Nov 042017
 

The following post originally appeared on Techdirt on 11/3/17.

The news about the DOJ trying to subpoena Twitter calls to mind an another egregious example of the government trying to unmask an anonymous speaker earlier this year. Remember when the federal government tried to compel Twitter to divulge the identity of a user who had been critical of the Trump administration? This incident was troubling enough on its face: there’s no place in a free society for a government to come after a critic of it. But largely overlooked in the worthy outrage over the bald-faced attempt to punish a dissenting voice was the government’s simultaneous attempt to prevent Twitter from telling anyone that the government was demanding this information. Because Twitter refused to comply with that demand, the affected user was able to get counsel and the world was able to know how the government was abusing its authority. As the saying goes, sunlight is the best disinfectant, and by shining a light on the government’s abusive behavior it was able to be stopped.
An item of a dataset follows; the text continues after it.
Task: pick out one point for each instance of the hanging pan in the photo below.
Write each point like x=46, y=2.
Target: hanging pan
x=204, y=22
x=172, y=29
That storm may have blown over, but the general issues raised by the incident continue to affect Internet platforms – and by extension their users and their speech. A significant problem we keep having to contend with is not only what happens when the government demands information about users from platforms, but what happens when it then compels the same platforms to keep those demands a secret. These secrecy demands are often called different things and are born from separate statutory mechanisms, but they all boil down to being some form of gag over the platform’s ability to speak, with the same equally troubling implications. We’ve talked before about how important it is that platforms be able to protect their users’ right to speak anonymously. That right is part and parcel of the First Amendment because there are many people who would not be able to speak if they were forced to reveal their identities in order to do so. Public discourse, and the benefit the public gets from it, would then suffer in the absence of their contributions. But it’s one thing to say that people have the right to speak anonymously; it’s another to make that right meaningful. If civil plaintiffs, or, worse, the government, can too easily force anonymous speakers to be unmasked then the right to speak anonymously will only be illusory. For it to be something speakers can depend on to enable them to speak freely there have to be effective barriers preventing that anonymity from too casually being stripped by unjust demands.

One key way to prevent illegitimate unmasking demands is to fight back against them. But no one can fight back against what they are unaware of. Platforms arethus increasingly pushing back against the gags preventing them from disclosing that they have received discovery demands as a way to protect their communities of users.

While each type of demand varies in its particulars (for instance a civil subpoena is different from a grand jury subpoena, which is different than an NSL, which is different from the 19 USC Section 1509 summons that was used against Twitter in the quest to discover the Trump critic), as well as the rationale for why the demanding party might have sought to preserve the secrecy around the demand with some sort of gag, all of these unmasking demands still ultimately challenge the durability of an online speaker’s right to remain anonymous. Which is why rulings that preserve, or, worse, even strengthen, gag rules are so troubling because they make it all the more difficult, if not outright impossible, to protect legitimate speech from illegitimate unmasking demands.

And that matters. Returning to the example about the fishing expedition to unmask a critic, while it’s great that in this particular case the government quickly dropped its demand on Twitter, questions remain. Was Twitter the only platform the government went after? Perhaps, but how would we know? How would we know if this was the only speech it had chosen to investigate, or the 1509 summons the only unmasking instrument it had used to try to identify the speaker? If the other platforms it demanded information from were, quite reasonably, cowed by an accompanying demand for secrecy (the sanctions for violating such an order can be serious), we might never know the answers to these questions. The government could be continuing its attacks on its apparently no-longer-anonymous critics unabated, and speakers who depended on anonymity would unknowingly be putting themselves at risk when they continued to speak.

This state of affairs is an affront to the First Amendment. The First Amendment was intended in large part to enable people to speak truth to power, but when we make it too hard for platforms to be partners in protecting that right it entrenches that power. There are a lot of ways that platforms should have the ability to be that partner, but one of them must be the basic ability to tell us when that right is under threat.